Introduction to ISO IEC 27001

ISO IEC 27001 is an information security management standard. It defines a set of information security management requirements. These requirements are defined in sections 4, 5, 6, 7, and 8.

The purpose of ISO IEC 27001 is to help organizations establish and maintain an information security management system (ISMS). ISO IEC 27001 applies to all types of organizations. It doesn’t matter what your organization does or what size it is. ISO IEC 27001 can help your organization meet its information security management needs and requirements.

ISO IEC 27001 is designed to be used for certification purposes. In other words, once you’ve established an ISMS that meets both the ISO IEC 27001 requirements and your organization’s needs, you can ask a registrar to audit your system. If your registrar likes what it sees, it will issue an official certificate that states that your ISMS meets the ISO IEC 27001 requirements. According to ISO IEC 27001, you must meet every requirement (specified in clauses 4, 5, 6, 7, and 8) if you wish to claim that your ISMS complies with the standard.

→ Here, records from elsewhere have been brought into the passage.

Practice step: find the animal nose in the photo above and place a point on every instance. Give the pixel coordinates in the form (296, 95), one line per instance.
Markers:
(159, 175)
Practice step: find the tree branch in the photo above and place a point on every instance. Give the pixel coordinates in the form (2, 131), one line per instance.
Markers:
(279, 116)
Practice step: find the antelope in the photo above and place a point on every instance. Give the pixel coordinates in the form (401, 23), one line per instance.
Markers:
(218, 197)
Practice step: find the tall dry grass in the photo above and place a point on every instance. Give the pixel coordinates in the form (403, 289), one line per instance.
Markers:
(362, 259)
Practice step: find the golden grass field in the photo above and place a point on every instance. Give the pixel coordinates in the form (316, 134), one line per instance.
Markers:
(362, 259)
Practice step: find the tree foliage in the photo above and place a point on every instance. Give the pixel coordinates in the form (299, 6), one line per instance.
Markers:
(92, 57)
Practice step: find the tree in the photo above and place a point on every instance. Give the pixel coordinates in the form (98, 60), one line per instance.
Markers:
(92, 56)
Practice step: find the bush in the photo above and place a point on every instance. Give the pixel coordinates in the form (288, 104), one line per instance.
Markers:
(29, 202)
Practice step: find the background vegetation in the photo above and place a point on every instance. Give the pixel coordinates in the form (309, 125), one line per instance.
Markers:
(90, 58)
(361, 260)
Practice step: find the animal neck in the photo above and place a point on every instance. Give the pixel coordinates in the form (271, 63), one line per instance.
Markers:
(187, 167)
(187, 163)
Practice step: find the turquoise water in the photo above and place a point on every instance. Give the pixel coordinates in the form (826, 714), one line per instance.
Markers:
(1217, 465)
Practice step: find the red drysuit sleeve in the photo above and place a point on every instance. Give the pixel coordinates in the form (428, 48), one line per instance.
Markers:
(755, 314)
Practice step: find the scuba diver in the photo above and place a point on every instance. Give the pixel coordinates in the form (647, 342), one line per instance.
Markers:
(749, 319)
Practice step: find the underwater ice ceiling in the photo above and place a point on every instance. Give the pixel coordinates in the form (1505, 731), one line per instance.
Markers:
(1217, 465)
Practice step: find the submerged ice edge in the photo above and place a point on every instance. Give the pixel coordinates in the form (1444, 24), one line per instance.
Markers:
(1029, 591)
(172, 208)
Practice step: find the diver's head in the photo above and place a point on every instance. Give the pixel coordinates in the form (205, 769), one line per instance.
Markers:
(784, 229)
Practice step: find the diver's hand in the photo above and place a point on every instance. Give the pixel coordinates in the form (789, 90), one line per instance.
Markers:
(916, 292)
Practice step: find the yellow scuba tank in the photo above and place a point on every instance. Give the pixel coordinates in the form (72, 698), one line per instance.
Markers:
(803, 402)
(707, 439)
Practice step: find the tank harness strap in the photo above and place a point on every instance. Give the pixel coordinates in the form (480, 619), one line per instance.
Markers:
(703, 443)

However, while you must meet every requirement, the size and complexity of information security management systems varies quite a bit. How you meet each of the ISO 27001 requirements, and to what extent, depends on many factors, including your organization’s:

	Size and structure
	Needs and objectives
	Security requirements
	Business processes

ISO IEC 27001 also lists a set of control objectives and controls. These are listed in Annex A (our Part 9) and come from the ISO IEC 17799 2005 information security standard.

In addition to control objectives and controls, ISO 17799 also provides implementation guidance and other information. These last two items are not included in ISO 27001. As a result, you may find it helpful to also purchase the ISO IEC 17799 2005 standard.

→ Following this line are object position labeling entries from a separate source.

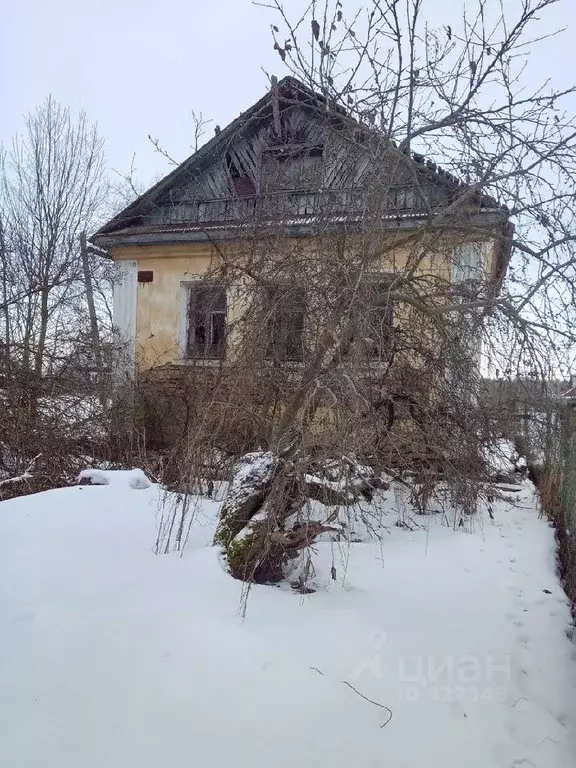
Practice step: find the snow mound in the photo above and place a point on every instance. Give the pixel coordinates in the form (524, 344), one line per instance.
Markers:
(93, 477)
(133, 478)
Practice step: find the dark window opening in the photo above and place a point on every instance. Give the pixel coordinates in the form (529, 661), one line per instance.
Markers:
(379, 319)
(285, 309)
(241, 181)
(206, 321)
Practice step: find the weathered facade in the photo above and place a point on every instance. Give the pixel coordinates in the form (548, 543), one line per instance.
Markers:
(291, 174)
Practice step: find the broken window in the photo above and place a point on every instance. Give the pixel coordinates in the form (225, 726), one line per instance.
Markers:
(378, 317)
(206, 321)
(284, 311)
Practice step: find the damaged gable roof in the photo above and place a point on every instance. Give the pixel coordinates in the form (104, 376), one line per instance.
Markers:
(289, 91)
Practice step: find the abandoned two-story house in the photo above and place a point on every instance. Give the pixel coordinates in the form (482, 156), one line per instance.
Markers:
(289, 198)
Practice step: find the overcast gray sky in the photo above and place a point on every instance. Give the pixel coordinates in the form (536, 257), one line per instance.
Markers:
(141, 66)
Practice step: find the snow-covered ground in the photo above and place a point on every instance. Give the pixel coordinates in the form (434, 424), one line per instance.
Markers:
(434, 647)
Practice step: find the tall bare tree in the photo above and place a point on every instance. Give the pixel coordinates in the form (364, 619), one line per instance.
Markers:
(52, 187)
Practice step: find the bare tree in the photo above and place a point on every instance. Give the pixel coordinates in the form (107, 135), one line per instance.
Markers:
(52, 188)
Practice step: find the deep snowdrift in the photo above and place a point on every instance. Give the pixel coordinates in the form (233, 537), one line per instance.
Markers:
(113, 657)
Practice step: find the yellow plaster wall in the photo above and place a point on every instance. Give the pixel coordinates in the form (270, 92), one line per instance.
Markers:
(159, 303)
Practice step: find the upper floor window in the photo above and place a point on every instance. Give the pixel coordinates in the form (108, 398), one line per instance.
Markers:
(378, 317)
(468, 262)
(284, 313)
(207, 309)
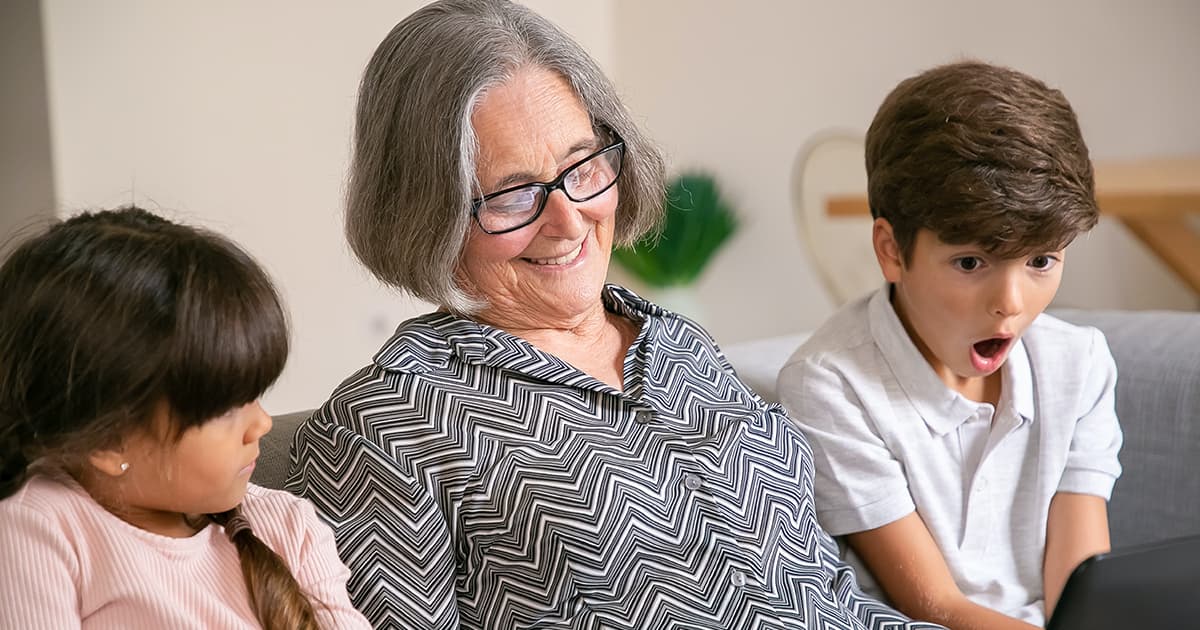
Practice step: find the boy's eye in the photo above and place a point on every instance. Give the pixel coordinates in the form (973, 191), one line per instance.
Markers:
(1043, 262)
(967, 263)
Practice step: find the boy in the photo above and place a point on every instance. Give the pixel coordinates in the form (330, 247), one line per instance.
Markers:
(965, 443)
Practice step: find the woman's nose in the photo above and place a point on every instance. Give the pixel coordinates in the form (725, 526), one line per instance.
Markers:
(562, 216)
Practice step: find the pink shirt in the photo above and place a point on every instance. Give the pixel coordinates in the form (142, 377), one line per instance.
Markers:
(65, 562)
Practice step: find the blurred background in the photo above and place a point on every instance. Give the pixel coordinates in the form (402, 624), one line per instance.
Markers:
(238, 115)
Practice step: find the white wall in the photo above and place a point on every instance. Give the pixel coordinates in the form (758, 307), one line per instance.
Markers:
(27, 193)
(238, 115)
(737, 88)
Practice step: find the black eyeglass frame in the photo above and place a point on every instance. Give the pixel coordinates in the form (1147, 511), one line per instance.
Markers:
(549, 187)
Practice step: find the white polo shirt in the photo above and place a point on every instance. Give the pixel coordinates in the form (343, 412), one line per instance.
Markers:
(888, 437)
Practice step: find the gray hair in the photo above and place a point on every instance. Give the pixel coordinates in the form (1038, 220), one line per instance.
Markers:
(413, 172)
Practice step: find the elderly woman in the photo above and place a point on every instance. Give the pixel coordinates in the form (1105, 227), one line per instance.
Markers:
(544, 450)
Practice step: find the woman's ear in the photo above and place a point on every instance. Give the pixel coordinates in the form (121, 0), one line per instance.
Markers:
(887, 250)
(112, 462)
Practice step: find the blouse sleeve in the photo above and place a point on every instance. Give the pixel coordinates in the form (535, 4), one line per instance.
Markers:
(387, 526)
(39, 573)
(323, 575)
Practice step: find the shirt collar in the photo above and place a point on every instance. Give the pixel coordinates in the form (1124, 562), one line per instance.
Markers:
(429, 341)
(942, 408)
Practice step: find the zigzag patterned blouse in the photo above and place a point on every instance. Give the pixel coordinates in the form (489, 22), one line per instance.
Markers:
(477, 481)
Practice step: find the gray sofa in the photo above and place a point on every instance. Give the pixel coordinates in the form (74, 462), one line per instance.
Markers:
(1158, 402)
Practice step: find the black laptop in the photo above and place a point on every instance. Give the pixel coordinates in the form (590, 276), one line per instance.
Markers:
(1138, 588)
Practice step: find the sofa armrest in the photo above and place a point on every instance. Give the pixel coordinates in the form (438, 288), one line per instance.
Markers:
(1158, 402)
(757, 363)
(274, 450)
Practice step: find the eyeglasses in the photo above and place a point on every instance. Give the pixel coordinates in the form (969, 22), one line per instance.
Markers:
(520, 205)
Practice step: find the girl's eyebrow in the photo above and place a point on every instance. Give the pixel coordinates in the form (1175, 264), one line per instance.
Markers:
(515, 179)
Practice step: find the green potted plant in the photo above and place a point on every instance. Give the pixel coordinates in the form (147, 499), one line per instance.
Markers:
(697, 222)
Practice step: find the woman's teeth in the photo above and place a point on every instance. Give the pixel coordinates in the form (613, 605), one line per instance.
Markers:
(562, 259)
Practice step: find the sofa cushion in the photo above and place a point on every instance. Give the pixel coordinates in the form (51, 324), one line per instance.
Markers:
(274, 449)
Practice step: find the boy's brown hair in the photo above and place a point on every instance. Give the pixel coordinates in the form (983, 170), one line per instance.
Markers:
(979, 154)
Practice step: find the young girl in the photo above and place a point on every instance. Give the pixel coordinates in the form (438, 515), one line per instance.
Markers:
(132, 353)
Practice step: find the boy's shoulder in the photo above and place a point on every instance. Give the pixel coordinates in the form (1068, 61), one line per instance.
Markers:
(1053, 339)
(847, 330)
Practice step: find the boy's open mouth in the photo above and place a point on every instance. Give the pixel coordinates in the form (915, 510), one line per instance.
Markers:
(991, 348)
(987, 355)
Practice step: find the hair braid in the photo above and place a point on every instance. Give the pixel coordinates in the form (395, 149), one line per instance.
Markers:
(275, 595)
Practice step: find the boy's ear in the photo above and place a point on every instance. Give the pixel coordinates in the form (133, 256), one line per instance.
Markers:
(887, 250)
(112, 462)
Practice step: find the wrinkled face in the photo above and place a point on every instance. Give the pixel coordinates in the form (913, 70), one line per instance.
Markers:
(965, 309)
(204, 472)
(550, 273)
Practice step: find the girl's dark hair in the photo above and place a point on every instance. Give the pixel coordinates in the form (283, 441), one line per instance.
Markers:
(108, 313)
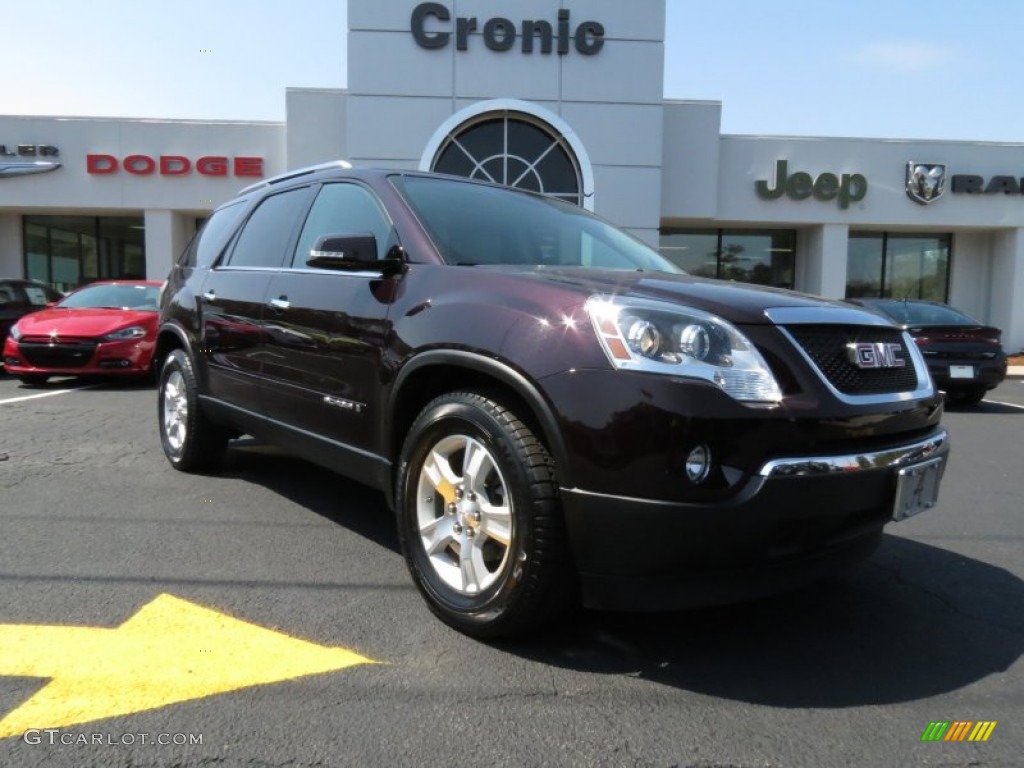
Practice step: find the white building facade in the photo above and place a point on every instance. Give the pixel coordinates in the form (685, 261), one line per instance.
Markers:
(558, 96)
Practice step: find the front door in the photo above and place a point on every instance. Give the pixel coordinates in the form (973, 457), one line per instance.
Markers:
(233, 296)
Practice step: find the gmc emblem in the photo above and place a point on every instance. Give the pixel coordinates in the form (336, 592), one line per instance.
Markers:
(879, 354)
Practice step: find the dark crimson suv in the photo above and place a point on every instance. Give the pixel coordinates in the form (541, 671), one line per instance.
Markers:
(553, 411)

While ISO IEC 27001 expects you to meet every requirement, it does allow you to exclude selected Annex A control objectives and controls (see our Part 9) if you can justify doing so. Briefly put, you may exclude or ignore Annex A control objectives and controls whenever they address risks you can live with, and whenever doing so will not impair your ability and obligation to meet all relevant legal and security requirements.

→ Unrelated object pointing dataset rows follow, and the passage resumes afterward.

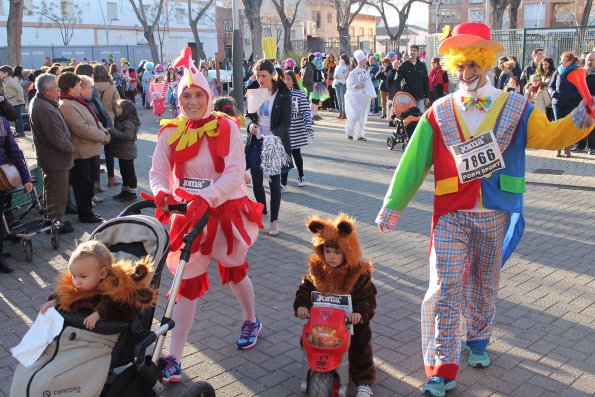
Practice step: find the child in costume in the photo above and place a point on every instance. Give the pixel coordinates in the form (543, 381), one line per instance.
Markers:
(337, 267)
(101, 289)
(199, 159)
(359, 92)
(478, 197)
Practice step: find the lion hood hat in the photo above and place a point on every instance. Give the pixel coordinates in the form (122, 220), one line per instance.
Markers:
(341, 230)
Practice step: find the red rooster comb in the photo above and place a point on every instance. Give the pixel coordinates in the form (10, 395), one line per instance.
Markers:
(184, 58)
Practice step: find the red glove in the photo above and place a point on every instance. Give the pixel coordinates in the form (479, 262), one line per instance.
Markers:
(161, 199)
(196, 208)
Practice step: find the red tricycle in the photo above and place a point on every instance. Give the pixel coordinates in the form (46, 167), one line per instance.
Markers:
(325, 340)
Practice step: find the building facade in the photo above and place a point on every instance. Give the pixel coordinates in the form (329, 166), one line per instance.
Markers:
(531, 13)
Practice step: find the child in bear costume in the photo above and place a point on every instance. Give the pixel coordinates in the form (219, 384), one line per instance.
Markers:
(337, 267)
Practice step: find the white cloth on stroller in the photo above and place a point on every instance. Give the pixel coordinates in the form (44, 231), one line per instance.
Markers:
(40, 335)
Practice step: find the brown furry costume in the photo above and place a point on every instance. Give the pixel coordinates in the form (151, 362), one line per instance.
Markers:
(354, 277)
(118, 297)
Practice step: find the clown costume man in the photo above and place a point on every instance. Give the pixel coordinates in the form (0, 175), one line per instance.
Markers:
(199, 159)
(475, 138)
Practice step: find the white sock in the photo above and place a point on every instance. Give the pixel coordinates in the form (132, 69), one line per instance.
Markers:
(244, 292)
(183, 316)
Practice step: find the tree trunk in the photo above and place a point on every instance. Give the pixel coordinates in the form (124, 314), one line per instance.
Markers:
(152, 45)
(286, 38)
(513, 13)
(200, 50)
(586, 13)
(252, 11)
(14, 27)
(498, 8)
(344, 40)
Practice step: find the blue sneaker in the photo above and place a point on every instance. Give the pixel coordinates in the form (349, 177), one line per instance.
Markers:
(437, 386)
(478, 357)
(249, 334)
(172, 373)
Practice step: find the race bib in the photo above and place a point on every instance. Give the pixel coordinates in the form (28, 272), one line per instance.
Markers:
(363, 75)
(477, 157)
(193, 185)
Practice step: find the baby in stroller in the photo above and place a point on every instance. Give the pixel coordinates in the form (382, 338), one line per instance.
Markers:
(122, 265)
(95, 284)
(404, 116)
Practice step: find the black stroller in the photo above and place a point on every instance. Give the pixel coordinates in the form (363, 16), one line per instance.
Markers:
(131, 373)
(405, 118)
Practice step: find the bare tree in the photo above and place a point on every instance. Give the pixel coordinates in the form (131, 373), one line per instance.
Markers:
(141, 10)
(193, 21)
(345, 17)
(498, 8)
(286, 21)
(66, 16)
(586, 19)
(385, 7)
(252, 11)
(14, 27)
(163, 24)
(513, 13)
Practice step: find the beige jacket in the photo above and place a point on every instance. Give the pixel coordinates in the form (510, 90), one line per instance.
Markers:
(86, 136)
(13, 91)
(109, 97)
(541, 99)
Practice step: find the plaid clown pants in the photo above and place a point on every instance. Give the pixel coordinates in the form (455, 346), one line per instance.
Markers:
(465, 262)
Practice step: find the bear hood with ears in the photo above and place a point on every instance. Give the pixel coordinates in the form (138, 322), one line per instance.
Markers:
(339, 280)
(126, 283)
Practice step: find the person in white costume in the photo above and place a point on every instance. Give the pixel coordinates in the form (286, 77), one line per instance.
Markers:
(360, 92)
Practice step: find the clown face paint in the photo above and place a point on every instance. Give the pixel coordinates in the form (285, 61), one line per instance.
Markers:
(470, 77)
(194, 102)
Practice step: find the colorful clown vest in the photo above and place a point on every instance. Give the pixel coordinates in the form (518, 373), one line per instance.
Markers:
(501, 190)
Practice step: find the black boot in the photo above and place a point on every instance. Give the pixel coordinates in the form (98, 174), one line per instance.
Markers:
(4, 268)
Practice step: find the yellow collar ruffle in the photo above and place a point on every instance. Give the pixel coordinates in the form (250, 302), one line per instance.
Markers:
(187, 137)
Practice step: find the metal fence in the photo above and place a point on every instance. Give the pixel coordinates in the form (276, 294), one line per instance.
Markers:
(520, 42)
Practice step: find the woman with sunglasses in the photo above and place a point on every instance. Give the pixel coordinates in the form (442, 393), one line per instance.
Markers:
(272, 117)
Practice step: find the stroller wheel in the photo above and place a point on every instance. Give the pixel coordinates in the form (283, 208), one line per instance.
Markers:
(390, 142)
(28, 250)
(200, 389)
(55, 232)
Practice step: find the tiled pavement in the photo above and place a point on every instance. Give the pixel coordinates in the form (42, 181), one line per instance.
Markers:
(544, 340)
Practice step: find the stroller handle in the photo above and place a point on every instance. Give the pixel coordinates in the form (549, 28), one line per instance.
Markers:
(135, 208)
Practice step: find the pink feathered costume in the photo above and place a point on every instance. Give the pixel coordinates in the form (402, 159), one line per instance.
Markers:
(190, 153)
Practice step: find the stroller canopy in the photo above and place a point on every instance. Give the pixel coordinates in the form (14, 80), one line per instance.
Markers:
(134, 236)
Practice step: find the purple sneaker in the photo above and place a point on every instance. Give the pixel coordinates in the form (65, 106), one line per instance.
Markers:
(249, 334)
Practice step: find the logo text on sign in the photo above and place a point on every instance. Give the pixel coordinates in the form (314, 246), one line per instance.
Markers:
(477, 157)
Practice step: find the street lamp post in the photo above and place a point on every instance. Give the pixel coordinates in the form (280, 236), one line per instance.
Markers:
(107, 29)
(236, 53)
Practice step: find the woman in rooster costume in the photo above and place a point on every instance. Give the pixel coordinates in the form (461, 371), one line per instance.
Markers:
(199, 159)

More precisely, you may ignore or exclude selected control
objectives and controls under the following circumstances:

	You may exclude selected control objectives and controls if they address security risks that you can accept and if you can show that your decision to accept these risks complies with your organization’s official risk acceptance criteria. You must also be able to justify your exclusion decision. You must also be able to show that accountable persons have accepted the associated risks.
	You may exclude selected control objectives and controls if you have used a risk assessment to identify your organization’s information security requirements and you believe that these requirements will, nevertheless, be met. You may exclude selected control objectives and controls whenever this does not impair your ability and responsibility to meet your organization’s information security requirements.
	You may exclude selected control objectives and controls if you can show that all applicable legal and regulatory requirements will, nevertheless, be met. You may exclude selected control objectives and controls whenever this does not impair your ability and responsibility to meet all applicable legal and statutory requirements.